Distributed P2P File Search

A distributed methodology to search files in a system.

View project on GitHub

Distributed P2P File Sharing System

A distributed methodology to search files in a system.

Phases

  • Phase 1: Design network topology ☑
  • Phase 2: Design & Develop a socket-based solution to find files requested by different nodes. ☐
  • Phase 3: Web service (REST API) to support file transfer. ☑

Theory behind P2P

There are three types of P2P architectures.

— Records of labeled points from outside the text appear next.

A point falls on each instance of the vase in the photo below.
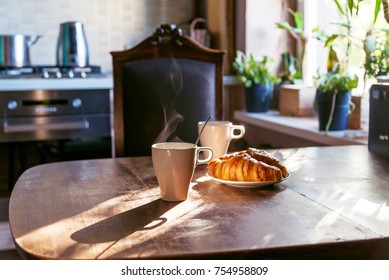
(258, 97)
(333, 109)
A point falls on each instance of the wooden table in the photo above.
(335, 205)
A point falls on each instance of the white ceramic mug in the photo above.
(218, 135)
(174, 164)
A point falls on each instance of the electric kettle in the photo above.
(72, 47)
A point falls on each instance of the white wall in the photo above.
(109, 24)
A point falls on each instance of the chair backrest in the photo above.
(162, 88)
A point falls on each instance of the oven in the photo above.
(41, 115)
(44, 105)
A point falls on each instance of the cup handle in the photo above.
(239, 128)
(208, 150)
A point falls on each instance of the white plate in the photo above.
(238, 184)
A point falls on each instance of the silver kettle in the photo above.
(72, 47)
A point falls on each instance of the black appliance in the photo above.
(378, 141)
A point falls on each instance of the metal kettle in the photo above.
(72, 47)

  1. Structured P2P: Has a definite logical structure (e.g. ring, hypercube, etc.). The system provides an operation LOOKUP(key) which wil efficiently route the lookup request to the associated node (e.g. Chord System)
  2. Unstructured P2P: Doesn’t have a definite stuture, i.e. a random overlay (two nodes are linked with probability p).
  3. Hybrid P2P: Some nodes in the cluster are appointed special functions in a well-organized fashion.

Since our system randomly assigns neighbors, it is an Unstructured P2P.

Unstructured P2P

Each node maintains an ad hoc list of neighbors. The resulting overlay resembles a random graph: an edge <u, v> exists only with a certain probability P[<u, v>].

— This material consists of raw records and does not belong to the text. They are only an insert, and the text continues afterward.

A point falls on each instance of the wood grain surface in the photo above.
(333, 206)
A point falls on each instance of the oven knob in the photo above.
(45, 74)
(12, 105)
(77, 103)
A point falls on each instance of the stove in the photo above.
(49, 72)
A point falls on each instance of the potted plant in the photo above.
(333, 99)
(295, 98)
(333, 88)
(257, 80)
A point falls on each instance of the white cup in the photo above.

  • Flooding: issuing node u passes request for d to all neighbors. Request is ignored when receiving node had seen it before. Otherwise, v searches locally for d (recursively). May be limited by a Time-To-Live: a maximum number of hops.

    • Limited Flooding (maximal number of forwarding)
    • Probabilistic flooding (flood only with a certain probability)
  • Random walk: issuing node u passes request for d to randomly chosen neighbor, v . If v does not have d, it forwards request to one of its randomly chosen neighbors, and so on.

A bit about UDP

Clients and servers that communicate via a reliable channel (such as URL or socket) have a dedicated point-to-point channel between themselves (or at least the illusion of one). To communicate, they establish a connection, transmit the data, and then close down the connection. All data sent over the channel is received in the same order that it was sent. This is guaranteed by the channel.

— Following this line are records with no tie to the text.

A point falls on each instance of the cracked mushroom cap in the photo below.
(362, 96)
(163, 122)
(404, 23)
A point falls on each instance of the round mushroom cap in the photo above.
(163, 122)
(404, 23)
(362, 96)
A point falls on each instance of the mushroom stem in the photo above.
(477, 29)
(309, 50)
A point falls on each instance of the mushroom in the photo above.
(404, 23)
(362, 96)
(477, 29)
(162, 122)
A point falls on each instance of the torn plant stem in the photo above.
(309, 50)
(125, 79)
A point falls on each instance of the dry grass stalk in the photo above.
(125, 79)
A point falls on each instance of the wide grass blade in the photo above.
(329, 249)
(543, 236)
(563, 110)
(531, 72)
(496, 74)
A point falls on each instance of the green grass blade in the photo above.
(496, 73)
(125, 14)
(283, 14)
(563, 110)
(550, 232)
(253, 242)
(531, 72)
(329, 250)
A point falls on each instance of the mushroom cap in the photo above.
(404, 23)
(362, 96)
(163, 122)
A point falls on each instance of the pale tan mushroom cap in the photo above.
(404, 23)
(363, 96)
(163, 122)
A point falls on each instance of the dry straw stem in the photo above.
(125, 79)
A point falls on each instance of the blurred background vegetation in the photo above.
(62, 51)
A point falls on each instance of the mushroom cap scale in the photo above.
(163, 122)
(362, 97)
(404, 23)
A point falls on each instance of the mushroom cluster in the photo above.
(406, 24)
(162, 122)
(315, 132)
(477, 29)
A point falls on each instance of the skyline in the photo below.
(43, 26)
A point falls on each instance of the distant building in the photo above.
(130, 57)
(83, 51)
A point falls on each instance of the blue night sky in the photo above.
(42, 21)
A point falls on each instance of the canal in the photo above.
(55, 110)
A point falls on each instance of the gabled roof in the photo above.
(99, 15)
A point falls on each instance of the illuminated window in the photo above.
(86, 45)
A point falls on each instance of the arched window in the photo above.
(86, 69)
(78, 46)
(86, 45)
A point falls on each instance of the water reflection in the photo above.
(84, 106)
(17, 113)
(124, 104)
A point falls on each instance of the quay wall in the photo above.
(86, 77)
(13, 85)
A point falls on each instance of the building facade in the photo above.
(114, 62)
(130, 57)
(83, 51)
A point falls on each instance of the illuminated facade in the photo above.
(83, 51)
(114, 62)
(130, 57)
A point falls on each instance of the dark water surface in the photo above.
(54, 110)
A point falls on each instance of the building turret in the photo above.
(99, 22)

In contrast, applications that communicate via datagrams send and receive completely independent packets of information. These clients and servers do not have and do not need a dedicated point-to-point channel. The delivery of datagrams to its destination is not guaranteed, nor is the order of arrival (Source).

Flow of this project

Setting up in IntelliJ and running within Jetbrains environments

First, we need to set up the commandline arguments.

  1. Open Run | Edit Configurations, and tick Allow Parallel Run (for spawning a unique IDEA thread for each execution)
  2. Add server and configuration.yaml as commandline arguments.
  1. Spin up a BootstrapServer instance first. Then, run FileServer changing the configuration in configuration.yaml in the root directory of the project (i.e. /dfilesearch directory). Try to spin more than 3 FileServer nodes up, and observe the BootstrapServer console and consoles of each node (pay attention to console outputs. The response messages are logged. Check for the log message below for an instance) by registering multiple nodes.
13:10:22.546 [nioEventLoopGroup-2-1] INFO org.realitix.dfilesearch.filesearch.socket.UDPClientHandler - Response message: 0042 REGOK 2 127.0.0.1 5001 127.0.0.1 5002

The above message shows that the bootstrap server has sent the REGOK along with the IPs and ports of the currently registered nodes when a third node has requested REG.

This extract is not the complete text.